= Postal Transportation Service =

Former rail based division of US Post Office Department

The Postal Transportation Service (PTS) was the renamed successor to the Railway Mail Service of the United States Post Office Department from October 1, 1949. Although this branch of the service had been in charge of all transit mail, some parts had little to do with railroads, even though they were still the most important part of the service. In 1950, of the 32,000 clerks assigned to the PTS, only about 16,000 actually worked on trains. The remainder were in terminals, transfer offices, Air Mail Facility, Highway Post Offices (HPO), administrative offices, etc. Boat Railway Post Office (Boat RPO), Streetcar Railway Post Offices, and the Seapost Service had already been discontinued. The name of the Chief Clerk's office was changed to District Superintendent's office.

During the preceding decades, only one or two clerks per year had lost their lives in wrecks and several years saw no fatalities. When Pennsylvania Railroad's crack "Red Arrow," New York City, New York & Pittsburgh, Pennsylvania Railway Post Office (RPO) Train 68, derailed in 1947 at Bennington Curve (West of Altoona, Pennsylvania), killing six clerks and badly injuring others, the whole country was shocked.

Even with all the trains that had been discontinued, the several round trips of RPO service on trunk lines, along with the expanded service and the star route highway services connecting the RPOs, maintained very good mail service through the 1950s. In the 1950s the Post Office Department turned the supervision of what had been the PTS Terminals over to the postmasters where the terminals were located.

==Discontinuance of the mobile units==
The HPO and RPO routes were collectively referred to as mobile units. The next move by the Post Office Department, in 1960, was to put each PTS District Superintendent's office under a postmaster, calling it the Mobile Unit Section, c/o Postmaster. This put all RPO clerks under postmasters.
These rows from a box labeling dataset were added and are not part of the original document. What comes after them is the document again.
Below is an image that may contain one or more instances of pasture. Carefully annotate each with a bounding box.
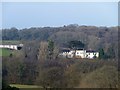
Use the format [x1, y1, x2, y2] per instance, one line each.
[0, 48, 11, 57]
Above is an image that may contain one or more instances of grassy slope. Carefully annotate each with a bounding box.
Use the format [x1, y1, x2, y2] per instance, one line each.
[0, 48, 10, 56]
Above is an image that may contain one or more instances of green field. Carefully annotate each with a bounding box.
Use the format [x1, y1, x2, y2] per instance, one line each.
[0, 48, 11, 56]
[10, 84, 42, 89]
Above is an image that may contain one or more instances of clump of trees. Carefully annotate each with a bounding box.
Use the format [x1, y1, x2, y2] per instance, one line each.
[2, 25, 118, 88]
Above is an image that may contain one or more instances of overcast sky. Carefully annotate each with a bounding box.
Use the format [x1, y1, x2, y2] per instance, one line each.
[2, 2, 118, 29]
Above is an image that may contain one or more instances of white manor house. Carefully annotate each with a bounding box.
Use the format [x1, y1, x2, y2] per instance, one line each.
[59, 49, 99, 59]
[0, 44, 23, 50]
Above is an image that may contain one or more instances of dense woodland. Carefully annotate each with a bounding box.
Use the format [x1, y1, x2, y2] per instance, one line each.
[2, 24, 118, 88]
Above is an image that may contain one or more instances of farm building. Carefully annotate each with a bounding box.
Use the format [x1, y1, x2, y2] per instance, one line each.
[0, 44, 23, 50]
[59, 49, 99, 59]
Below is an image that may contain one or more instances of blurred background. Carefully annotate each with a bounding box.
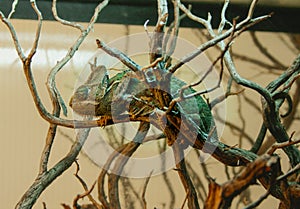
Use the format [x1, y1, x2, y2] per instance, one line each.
[0, 0, 300, 209]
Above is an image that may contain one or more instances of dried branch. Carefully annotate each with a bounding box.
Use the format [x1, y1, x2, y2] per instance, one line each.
[142, 172, 153, 209]
[204, 155, 279, 209]
[15, 129, 90, 209]
[108, 122, 150, 209]
[172, 142, 200, 209]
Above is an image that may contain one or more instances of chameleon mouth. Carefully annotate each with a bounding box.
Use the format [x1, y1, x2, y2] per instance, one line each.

When there was no longer a surplus of RPO clerks from discontinued lines to fill vacancies on lines still operating, both subs and regulars from the post office roster were used. This eliminated the need for PTS civil service examinations.

In 1963, the Sectional Center concept of transit mail service was announced, along with the introduction of a ZIP Code on mail to facilitate mechanized processing. The ZIP Code made it possible to distribute all mail by numbers with machines holding the routing associated for each address. This was a far cry from the knowledge that was necessary before when mobile unit distribution clerks were expected to know the routing for several thousand post offices in their assignment. There was no place in the new set-up for an RPO service.
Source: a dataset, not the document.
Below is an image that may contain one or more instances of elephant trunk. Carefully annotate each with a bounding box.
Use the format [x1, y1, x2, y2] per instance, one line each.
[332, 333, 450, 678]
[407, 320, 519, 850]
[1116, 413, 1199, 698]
This development gave the railroads, knowing they were going to lose the mail revenue, an excuse to get out of the unprofitable passenger train business, something that they had wanted to do for years. After that, when a train was discontinued, instead of moving the RPO car on to another set of trains still operating, the RPO service was also discontinued. Within about four years there was only one round trip of RPO service left on practically all the trunk lines, and their value was minimal.
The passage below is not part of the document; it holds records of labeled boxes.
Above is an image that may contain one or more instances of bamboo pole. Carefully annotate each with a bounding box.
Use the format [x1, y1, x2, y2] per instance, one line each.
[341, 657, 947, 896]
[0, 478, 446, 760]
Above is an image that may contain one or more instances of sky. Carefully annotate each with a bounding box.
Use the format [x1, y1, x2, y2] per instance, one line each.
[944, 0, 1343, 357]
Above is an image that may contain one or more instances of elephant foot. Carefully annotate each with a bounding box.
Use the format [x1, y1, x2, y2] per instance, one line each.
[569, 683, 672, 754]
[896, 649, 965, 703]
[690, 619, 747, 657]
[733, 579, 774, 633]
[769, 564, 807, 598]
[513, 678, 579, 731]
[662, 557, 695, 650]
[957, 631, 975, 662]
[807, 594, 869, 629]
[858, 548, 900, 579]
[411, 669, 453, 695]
It came as no surprise to the railroads or to the remaining RPO clerks when, on April 21, 1968, Assistant Postmaster General Hartigan issued a news release concerning RPO service. It stated that RPO cars on 162 passenger trains in the nation would be phased out of service by the end of the year, affecting 2,224 postal workers. The RPO clerks who were furloughed had a choice: they were placed in post offices at or near their homes, or they retired. If a clerk found no assignment in his grade at the post office assigned, he could keep his higher grade for two years, after which he had to take a reduction.

With one exception, the phasing out was a success. The New York, New York & Washington, DC RPO, which covered the highest populated corridor in the nation, continued to operate until July 1, 1977. On a part of this same line, between Philadelphia and Washington, the first recorded "route agent" had been assigned to accompany the mail, 140 years earlier. The USPS continued to use regular scheduled Amtrak passenger trains to haul the mail on this line.

On October 30, 1984, a "mail-only" train service was inaugurated between Washington, D.C., and Springfield/Boston, MA with a timetable tailored specifically to meet the postal service requirements. The northbound train was named "The Fast Mail" (train #12, later #190) departing Washington daily at 3 AM and the southbound "The Mail Express" (#13). Eventually, all mail transportation on Amtrak was discontinued by 2005 under the administration of David L. Gunn.